Le SNSO ne souhaite pas pour autant terroriser les acheteurs par un usage intempestif du contentieux. L'important, c'est le respect des grands principes de l’achat public, en particulier ceux de l'égalité et de la liberté d'accès à la commande publique. Leur mise en oeuvre est avant tout une affaire de dialogue, de pédagogie et de diffusion des bonnes pratiques. Le SNSO s'y emploie notamment au sein de l'observatoire économique de l'achat public. A l'image et par symétrie avec la mission d'appui aux partenariats public-privé (MAPPP), il demande néanmoins la mise en place d'une mission d'appui à l'allotissement qui apporterait aux maîtres d’ouvrage assistance et sécurité dans ce domaine.
Que pensez vous de la décision sur le fond?
Elle est la stricte application des réserves d'interprétation du Conseil constitutionnel. Le jugement du Tribunal administratif d'Orléans rappelle tout simplement que le contrat de partenariat n’est pas une procédure de droit commun mais bien une procédure d’exception dont l’utilisation nécessite soit un motif d’urgence, soit de complexité. Or, quoi de plus commun que la construction d'un collège? Le juge en a naturellement déduit que les vicissitudes rencontrées par le pouvoir adjudicateur, tenant à notre avis à ses propres carences, ne justifiaient pas de déroger à ce droit commun.
Quelle interprétation doit-on donner à la notion d'urgence?

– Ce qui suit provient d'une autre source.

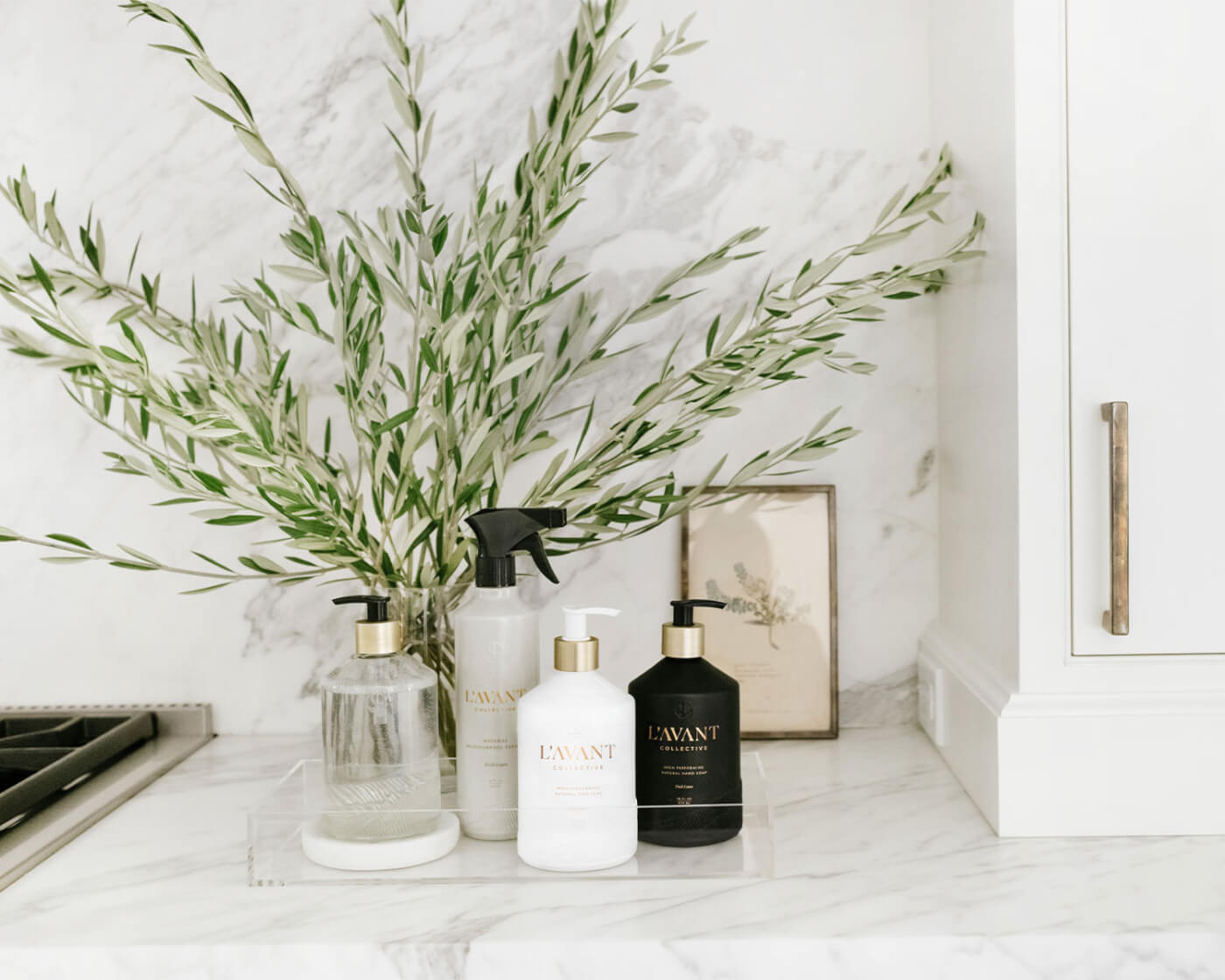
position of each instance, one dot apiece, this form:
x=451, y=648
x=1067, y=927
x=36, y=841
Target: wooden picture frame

On connaissait en droit des marchés publics deux types d'urgences: l'une simple, l'autre dite "impérieuse". Son sens au regard des contrats de partenariat pose question aux commentateurs. Le Conseil constitutionnel a précisé qu’il s’agit d'une urgence objective et préjudiciable. Si ce n’est pas nécessairement l’urgence impérieuse, elle en est forcément très proche par la situation de particulière gravité à laquelle elle est associée.
Quelles sont les suites à donner à cette affaire?
L’objectif du SNSO n’était naturellement pas de s’en prendre à la réalisation d’un collège. Nous attendions une décision de principe qui vienne confirmer que les partenariats public-privé (PPP) constituent bien des contrats dérogatoires au droit commun dont l’utilisation doit être strictement encadrée. Elle nous satisfait pleinement. Il appartient à présent au Conseil général du Loiret d’en tirer les conséquences. Si tel est le cas, le SNSO ne versera pas dans l’acharnement juridique.
Y a t'il des améliorations à apporter au projet de loi?
Ce projet de loi n’est pas le bienvenu. Sa seule amélioration ne pourra résulter que de la suppression dans son article 2, des deux nouveaux motifs de recours déviants, celui du bilan supposé "globalement positif" et celui des équipements réputés urgents par principe. Ils ouvrent la voie à une généralisation des PPP avec son inacceptable cortège de dommages collatéraux : fuite budgétaire, abandon des prérogatives publiques, atteinte à la libre concurrence et surtout exclusion des PME d’accès à la commande publique. Ces éléments qui avaient amené le Conseil constitutionnel à poser des réserves d’interprétation quant à l’utilisation des PPP n’ont rien perdu de leur actualité. Le jugement du Tribunal administratif d’Orléans, qui découle directement de la décision du Juge constitutionnel de 2003 le rappelle. Nous espérons que les parlementaires s’en souviendront. Les PPP sont et doivent rester une procédure de stricte exception.